One of the most talked about results from COP 27 is the implementation of “loss and damage” funding. This fund creates a funding source for losses and damages when natural disasters occur in developing countries, partially as a result of environmental damage caused by large, non-developing countries. Governments will develop committees to help with the transition to implement this funding and to provide suggestions on how to delegate funding. Funding for this is expected to come from the “Adaptation Fund” which helps finance projects in developing countries that help adapt communities to climate change. While the Adaptation Fund gained $230 million in pledges at COP27, some officials fear that this is still not enough funding, especially as the fund has not seen pledges from several large countries yet. Typically, the costs of preventing climate change are significantly cheaper than what it would cost to clean up or fix a climate disaster. If the Adaptation Fund does not see an increased number of pledges, vulnerable communities could go bankrupt and even extinct trying to clean up or flee intense natural disasters that could occur as a result of climate change.

Another large theme seen throughout the conference was the role of technology in nature. From creating more transparency about the environmental effects of supply chains to tracking deforestation, and much more, technology provides a newfound level of transparency with regard to how our earth is doing, and how much damage humans are causing. In line with the theme of technology, several new partnerships with tech companies are forming as a result of COP 27 to better our environment. Vera, a company that runs the largest greenhouse gas crediting program, and Pachama, a company that has created technology to evaluate carbon levels in forests, have joined forces to create a new technology platform that will measure, report, and verify carbon levels in forests. This aligns with the newly created Forest Data Partnership, in which companies, non-profits, and governmental departments work together to gather better data on forests across the world. The United States Department of State, NASA, and Google are just a few of the groups in this partnership. In recent years, we have seen many companies placing a larger emphasis on sustainability and “green” business practices. These partnerships continue to emphasize sustainability, and we could see other companies across the world join this movement.
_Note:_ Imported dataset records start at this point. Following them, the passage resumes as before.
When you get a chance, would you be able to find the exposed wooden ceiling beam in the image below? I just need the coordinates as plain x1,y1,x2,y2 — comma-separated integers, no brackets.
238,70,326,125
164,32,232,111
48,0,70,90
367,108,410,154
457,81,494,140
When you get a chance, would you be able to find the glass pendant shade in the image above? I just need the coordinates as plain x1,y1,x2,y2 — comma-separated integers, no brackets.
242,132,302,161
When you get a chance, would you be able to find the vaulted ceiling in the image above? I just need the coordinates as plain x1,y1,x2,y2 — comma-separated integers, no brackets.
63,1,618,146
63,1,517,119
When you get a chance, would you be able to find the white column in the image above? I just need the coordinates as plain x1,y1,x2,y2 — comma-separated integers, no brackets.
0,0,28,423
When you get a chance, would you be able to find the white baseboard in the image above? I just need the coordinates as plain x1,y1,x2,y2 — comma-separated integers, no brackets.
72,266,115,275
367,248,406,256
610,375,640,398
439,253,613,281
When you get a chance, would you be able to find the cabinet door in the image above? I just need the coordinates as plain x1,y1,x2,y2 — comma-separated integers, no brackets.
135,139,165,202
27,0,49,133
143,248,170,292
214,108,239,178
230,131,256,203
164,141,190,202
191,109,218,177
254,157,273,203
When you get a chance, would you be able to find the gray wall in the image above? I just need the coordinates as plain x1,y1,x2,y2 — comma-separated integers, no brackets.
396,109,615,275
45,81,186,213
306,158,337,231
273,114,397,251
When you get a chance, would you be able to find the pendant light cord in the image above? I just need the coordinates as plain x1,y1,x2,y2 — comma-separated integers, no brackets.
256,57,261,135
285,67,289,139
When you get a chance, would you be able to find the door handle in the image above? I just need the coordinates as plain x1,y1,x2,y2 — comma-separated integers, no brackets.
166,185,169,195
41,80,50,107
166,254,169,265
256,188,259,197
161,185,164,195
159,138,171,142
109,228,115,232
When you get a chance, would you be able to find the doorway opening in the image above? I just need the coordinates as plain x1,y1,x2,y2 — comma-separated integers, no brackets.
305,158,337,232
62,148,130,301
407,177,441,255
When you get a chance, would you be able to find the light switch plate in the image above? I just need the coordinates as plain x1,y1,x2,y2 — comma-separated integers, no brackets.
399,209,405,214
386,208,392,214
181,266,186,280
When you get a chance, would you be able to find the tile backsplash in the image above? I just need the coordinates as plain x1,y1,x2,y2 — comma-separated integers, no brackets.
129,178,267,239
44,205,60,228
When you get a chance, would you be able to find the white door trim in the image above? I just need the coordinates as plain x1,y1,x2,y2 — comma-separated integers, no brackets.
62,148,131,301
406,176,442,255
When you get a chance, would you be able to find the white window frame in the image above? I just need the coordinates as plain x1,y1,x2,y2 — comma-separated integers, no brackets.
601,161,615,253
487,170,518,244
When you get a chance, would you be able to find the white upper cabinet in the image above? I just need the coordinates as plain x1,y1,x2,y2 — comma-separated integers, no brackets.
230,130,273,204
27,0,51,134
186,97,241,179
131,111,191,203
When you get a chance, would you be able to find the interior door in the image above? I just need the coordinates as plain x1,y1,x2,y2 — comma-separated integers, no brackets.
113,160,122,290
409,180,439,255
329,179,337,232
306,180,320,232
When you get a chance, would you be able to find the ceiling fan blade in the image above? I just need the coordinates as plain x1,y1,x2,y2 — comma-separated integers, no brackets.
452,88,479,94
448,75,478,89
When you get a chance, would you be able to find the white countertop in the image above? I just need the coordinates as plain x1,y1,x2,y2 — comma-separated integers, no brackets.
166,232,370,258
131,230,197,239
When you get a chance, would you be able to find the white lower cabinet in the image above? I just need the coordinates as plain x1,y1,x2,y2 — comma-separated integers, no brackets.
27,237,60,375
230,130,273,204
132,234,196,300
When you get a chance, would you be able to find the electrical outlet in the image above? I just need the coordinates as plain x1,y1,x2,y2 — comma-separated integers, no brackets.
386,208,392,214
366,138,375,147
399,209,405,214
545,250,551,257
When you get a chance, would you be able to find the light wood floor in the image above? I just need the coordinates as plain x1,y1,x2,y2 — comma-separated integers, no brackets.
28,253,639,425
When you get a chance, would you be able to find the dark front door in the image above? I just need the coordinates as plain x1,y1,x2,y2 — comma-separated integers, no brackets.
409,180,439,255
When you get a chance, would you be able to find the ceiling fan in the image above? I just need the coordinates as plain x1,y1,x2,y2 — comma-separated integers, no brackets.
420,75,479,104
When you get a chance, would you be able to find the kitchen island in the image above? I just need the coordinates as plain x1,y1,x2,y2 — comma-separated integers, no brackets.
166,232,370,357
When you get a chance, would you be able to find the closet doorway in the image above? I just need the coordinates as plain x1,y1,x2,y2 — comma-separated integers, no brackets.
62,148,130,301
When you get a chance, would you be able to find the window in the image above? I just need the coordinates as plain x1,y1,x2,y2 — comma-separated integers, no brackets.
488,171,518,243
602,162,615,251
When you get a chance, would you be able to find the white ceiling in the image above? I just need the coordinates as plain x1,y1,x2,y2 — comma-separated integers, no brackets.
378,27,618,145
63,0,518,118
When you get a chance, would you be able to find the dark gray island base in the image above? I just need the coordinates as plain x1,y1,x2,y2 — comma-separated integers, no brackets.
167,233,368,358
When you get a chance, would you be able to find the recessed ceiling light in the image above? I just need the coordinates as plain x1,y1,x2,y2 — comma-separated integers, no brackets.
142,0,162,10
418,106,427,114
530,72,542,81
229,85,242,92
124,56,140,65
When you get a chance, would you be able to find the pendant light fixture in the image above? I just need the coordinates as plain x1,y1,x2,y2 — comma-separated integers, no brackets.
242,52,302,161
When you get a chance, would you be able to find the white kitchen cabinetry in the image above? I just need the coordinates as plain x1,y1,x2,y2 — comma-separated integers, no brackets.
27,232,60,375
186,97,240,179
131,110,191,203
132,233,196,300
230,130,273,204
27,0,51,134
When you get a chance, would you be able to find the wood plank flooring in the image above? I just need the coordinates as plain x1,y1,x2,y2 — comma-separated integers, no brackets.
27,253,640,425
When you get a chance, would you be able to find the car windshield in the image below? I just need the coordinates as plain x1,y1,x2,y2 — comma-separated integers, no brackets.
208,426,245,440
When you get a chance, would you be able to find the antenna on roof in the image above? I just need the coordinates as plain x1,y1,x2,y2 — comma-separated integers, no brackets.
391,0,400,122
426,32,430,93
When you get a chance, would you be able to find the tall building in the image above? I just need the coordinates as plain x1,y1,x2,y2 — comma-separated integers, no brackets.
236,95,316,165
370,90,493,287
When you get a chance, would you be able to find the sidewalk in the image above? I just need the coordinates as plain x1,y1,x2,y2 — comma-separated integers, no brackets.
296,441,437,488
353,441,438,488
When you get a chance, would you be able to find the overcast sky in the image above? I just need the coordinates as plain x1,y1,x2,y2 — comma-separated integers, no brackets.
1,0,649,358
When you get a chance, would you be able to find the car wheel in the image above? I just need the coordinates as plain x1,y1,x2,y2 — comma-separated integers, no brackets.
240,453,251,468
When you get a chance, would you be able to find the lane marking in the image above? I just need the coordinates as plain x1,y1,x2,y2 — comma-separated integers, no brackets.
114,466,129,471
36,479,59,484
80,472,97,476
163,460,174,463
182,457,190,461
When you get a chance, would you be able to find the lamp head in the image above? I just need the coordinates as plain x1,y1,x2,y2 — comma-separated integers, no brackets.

One final primary theme of the conference was the importance of keeping the planet under 1.5 degrees Celsius above pre-industrial levels. Several packages were created at COP 27 to continue committing to this goal. Items in the package, like the Sharm el-Sheikh Implementation Plan, actively note the importance of keeping the temperature under that 1.5 degrees Celsius threshold. Additionally, many of the items in the package help strengthen actions other countries are taking to lower greenhouse gas emissions while working to adapt their countries to the impacts climate change has already made on our world.

COP 27 was a monumental event for several reasons, and the actions and ideas formulated at this event are likely to impact the globe for years to come.